Con ese bagaje, su paladar se ha alejado de la blandura de antaño. A la par, la oferta de sabores picantes ha mejorado. Ya no todo es un golpe de calor sin sentido; ahora abundan matices dentro del ardor. Distintos chiles aportan sensaciones singulares: el ardor punzante en la garganta de un Trinidad Scorpion o el hormigueo adormecedor de la pimienta de Sichuán, por ejemplo. Incluso los chiles más potentes pueden tener perfiles interesantes más allá de la quemadura pura.

Del dolor al placer: la ciencia del picante
La creciente tolerancia al chile tiene también una explicación biológica. Los receptores nerviosos que detectan el picor se adaptan con el tiempo, igual que la piel forma callos con el roce. Cuanto más picante comemos, más aumenta nuestro umbral de dolor, de modo que buscamos dosis mayores para lograr el mismo efecto.

Por ejemplo, la marca artesanal Fly By Jing lanzó una versión extra picante de su salsa Sichuán —usando “el chile más picante de China”, según su fundadora Jing Gao— debido a la demanda de clientes ya habituados a su receta original. En tiendas especializadas, las salsas extra-fuertes ganan terreno más rápido que las suaves, y la pregunta que más oye Dylan Keenen (de la tienda Heat) es: “¿Qué es lo más picante que todavía sabe bien?”. Como él bromea, “es probable que dentro de una o dos generaciones el estadunidense promedio tolere niveles de picante que habrían provocado un shock anafiláctico a un campesino medieval”… prácticamente, no tendremos que decirles en una taquería que «esta salsa pica».

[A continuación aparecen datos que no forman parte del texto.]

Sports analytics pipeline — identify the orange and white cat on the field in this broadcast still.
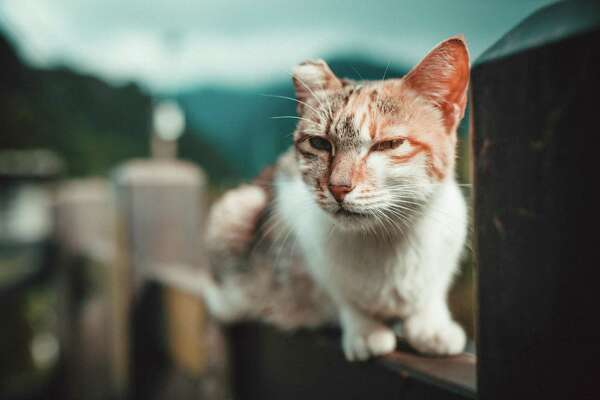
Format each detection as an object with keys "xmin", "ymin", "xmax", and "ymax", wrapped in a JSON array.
[{"xmin": 202, "ymin": 37, "xmax": 469, "ymax": 360}]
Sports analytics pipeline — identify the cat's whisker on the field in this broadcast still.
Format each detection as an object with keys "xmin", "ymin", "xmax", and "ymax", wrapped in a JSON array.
[
  {"xmin": 260, "ymin": 93, "xmax": 326, "ymax": 119},
  {"xmin": 288, "ymin": 73, "xmax": 333, "ymax": 117}
]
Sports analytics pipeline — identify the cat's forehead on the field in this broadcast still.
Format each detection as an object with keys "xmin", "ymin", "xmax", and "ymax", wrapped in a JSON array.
[{"xmin": 327, "ymin": 82, "xmax": 400, "ymax": 146}]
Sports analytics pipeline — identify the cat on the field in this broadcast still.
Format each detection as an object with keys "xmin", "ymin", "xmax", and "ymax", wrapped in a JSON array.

¿Por qué, entonces, los estadunidenses a propósito el ardor que causa el chile? La respuesta es en parte neuroquímica. La capsaicina envía señales de dolor al cerebro, que a su vez libera endorfinas para contrarrestarlo, generando una sensación de euforia similar a la del ejercicio intenso. Rozin lo llama “masoquismo benigno”: obtener placer de una experiencia incómoda pero inofensiva. “Es como lanzarse en bungee o subir a una montaña rusa”, explica. Es un impulso exclusivamente humano.

Orgullo y obsesión: la cultura del picante
Los animales quizá tengan razón al rehuir el picante, pero los humanos hemos convertido esa quemadura en parte de nuestra identidad y entretenimiento. En todo el mundo comer picante se asocia con valentía y resistencia. Estados Unidos no es la excepción. No por nada hay un dicho popular —eso sí, no se sabe si lo dijo realmente— en China de que Mao Zedong afirmaba que “quien no tolera los chiles no puede ser revolucionario”, enfatizando el aura de fuerza ligada a este gusto adquirido.

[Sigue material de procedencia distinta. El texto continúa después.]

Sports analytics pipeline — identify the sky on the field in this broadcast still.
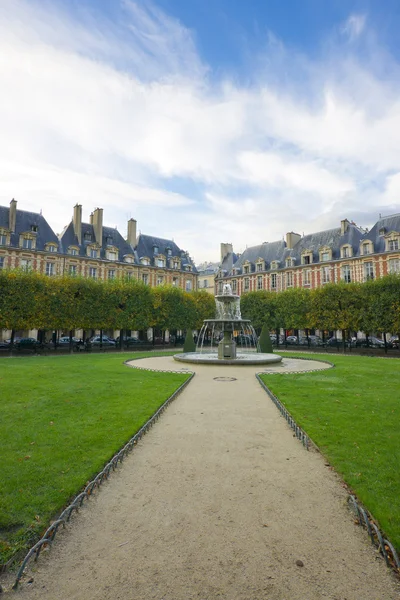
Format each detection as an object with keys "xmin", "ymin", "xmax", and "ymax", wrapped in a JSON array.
[{"xmin": 0, "ymin": 0, "xmax": 400, "ymax": 264}]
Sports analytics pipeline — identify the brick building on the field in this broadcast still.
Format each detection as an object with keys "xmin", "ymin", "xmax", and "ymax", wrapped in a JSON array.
[{"xmin": 215, "ymin": 214, "xmax": 400, "ymax": 295}]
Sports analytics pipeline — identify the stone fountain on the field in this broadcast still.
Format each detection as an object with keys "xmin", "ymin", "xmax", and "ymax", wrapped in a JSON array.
[{"xmin": 174, "ymin": 284, "xmax": 282, "ymax": 365}]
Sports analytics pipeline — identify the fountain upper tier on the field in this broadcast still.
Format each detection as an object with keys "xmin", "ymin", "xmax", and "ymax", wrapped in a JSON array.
[{"xmin": 215, "ymin": 284, "xmax": 242, "ymax": 321}]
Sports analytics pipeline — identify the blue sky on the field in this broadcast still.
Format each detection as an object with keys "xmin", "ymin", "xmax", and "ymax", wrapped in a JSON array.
[{"xmin": 0, "ymin": 0, "xmax": 400, "ymax": 263}]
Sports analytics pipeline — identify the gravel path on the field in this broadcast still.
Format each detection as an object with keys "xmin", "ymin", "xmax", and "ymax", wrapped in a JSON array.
[{"xmin": 10, "ymin": 357, "xmax": 400, "ymax": 600}]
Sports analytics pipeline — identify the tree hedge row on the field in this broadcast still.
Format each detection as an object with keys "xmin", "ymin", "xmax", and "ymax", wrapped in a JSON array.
[
  {"xmin": 0, "ymin": 270, "xmax": 215, "ymax": 331},
  {"xmin": 241, "ymin": 275, "xmax": 400, "ymax": 334},
  {"xmin": 0, "ymin": 270, "xmax": 400, "ymax": 334}
]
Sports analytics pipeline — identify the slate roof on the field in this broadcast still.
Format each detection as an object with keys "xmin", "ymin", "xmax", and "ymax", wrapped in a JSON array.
[
  {"xmin": 135, "ymin": 234, "xmax": 197, "ymax": 273},
  {"xmin": 197, "ymin": 263, "xmax": 219, "ymax": 275},
  {"xmin": 363, "ymin": 213, "xmax": 400, "ymax": 252},
  {"xmin": 0, "ymin": 206, "xmax": 60, "ymax": 252},
  {"xmin": 61, "ymin": 221, "xmax": 137, "ymax": 262},
  {"xmin": 233, "ymin": 240, "xmax": 286, "ymax": 273},
  {"xmin": 222, "ymin": 221, "xmax": 368, "ymax": 277},
  {"xmin": 287, "ymin": 223, "xmax": 364, "ymax": 265}
]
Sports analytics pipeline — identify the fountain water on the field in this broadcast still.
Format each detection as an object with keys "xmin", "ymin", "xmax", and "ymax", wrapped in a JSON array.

Hoy, los estadunidenses han adoptado plenamente esa mentalidad: cultivadores de chiles ultrapotentes compiten por romper récords de picor (el Pepper X, con más de 2,6 millones de unidades Scoville, destronó recientemente al Reaper) y bautizan sus creaciones con nombres temibles. Las celebridades también se suman a la moda. En el popular programa web Hot Ones los famosos aceptan ser entrevistados mientras devoran alitas cada vez más picantes, convirtiendo su sufrimiento en espectáculo. Internet está plagado de desafíos ardientes que atraen millones de vistas, convirtiendo en entretenimiento las lágrimas provocadas por una salsa infernal.

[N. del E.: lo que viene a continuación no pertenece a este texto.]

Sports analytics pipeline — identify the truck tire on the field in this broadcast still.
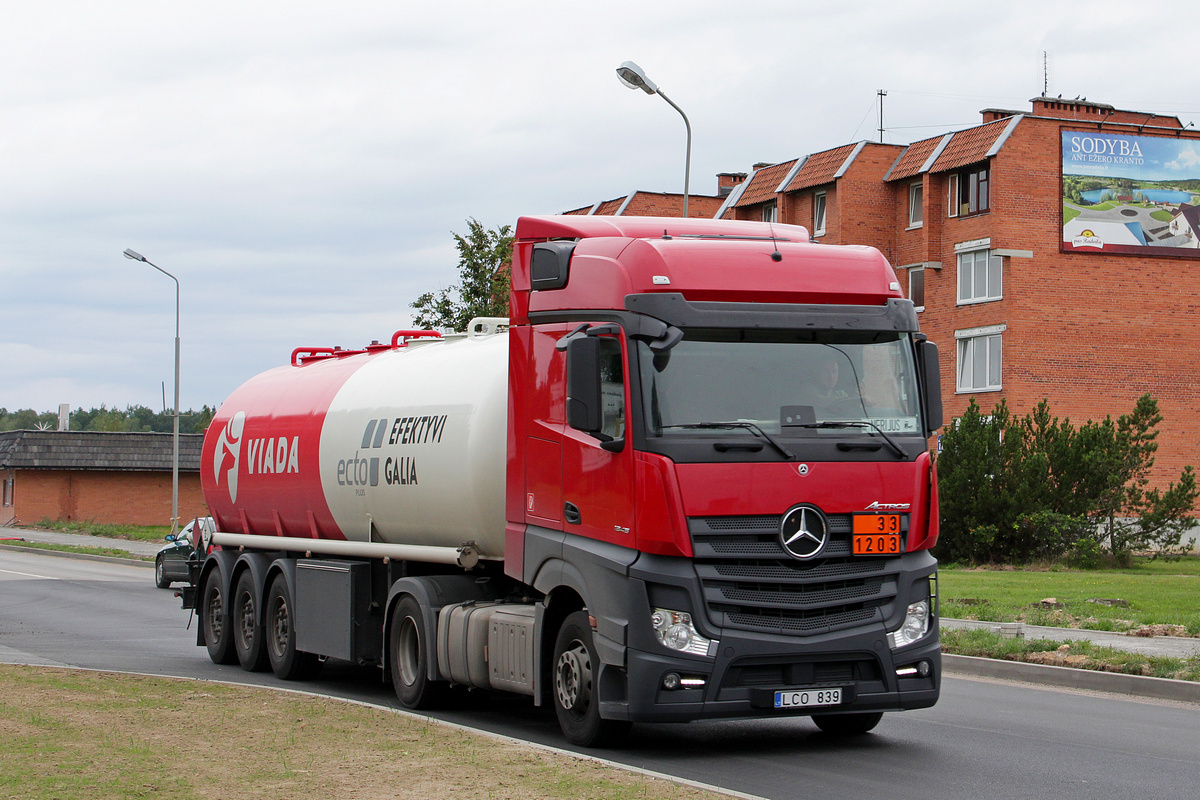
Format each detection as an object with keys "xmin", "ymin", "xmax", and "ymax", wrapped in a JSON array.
[
  {"xmin": 812, "ymin": 711, "xmax": 883, "ymax": 736},
  {"xmin": 263, "ymin": 575, "xmax": 320, "ymax": 680},
  {"xmin": 232, "ymin": 570, "xmax": 269, "ymax": 672},
  {"xmin": 388, "ymin": 595, "xmax": 450, "ymax": 709},
  {"xmin": 552, "ymin": 610, "xmax": 630, "ymax": 747},
  {"xmin": 154, "ymin": 555, "xmax": 170, "ymax": 589},
  {"xmin": 200, "ymin": 570, "xmax": 238, "ymax": 664}
]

Lo extremo ha pasado a la vida cotidiana. Hoy, comer de forma insípida se considera casi una falta de carácter, mientras que alardear de aguantar lo picante se ha vuelto común —Beyoncé incluso lleva salsa picante en su bolso, algo impensable con el kétchup—. Esta fanfarronería refleja algo muy humano: el deseo de superar nuestros límites, incluso si duele un poco. Bebemos leche para calmar el ardor ante millones en YouTube o desafiamos a nuestro cuerpo en el desayuno, solo por la emoción, porque podemos.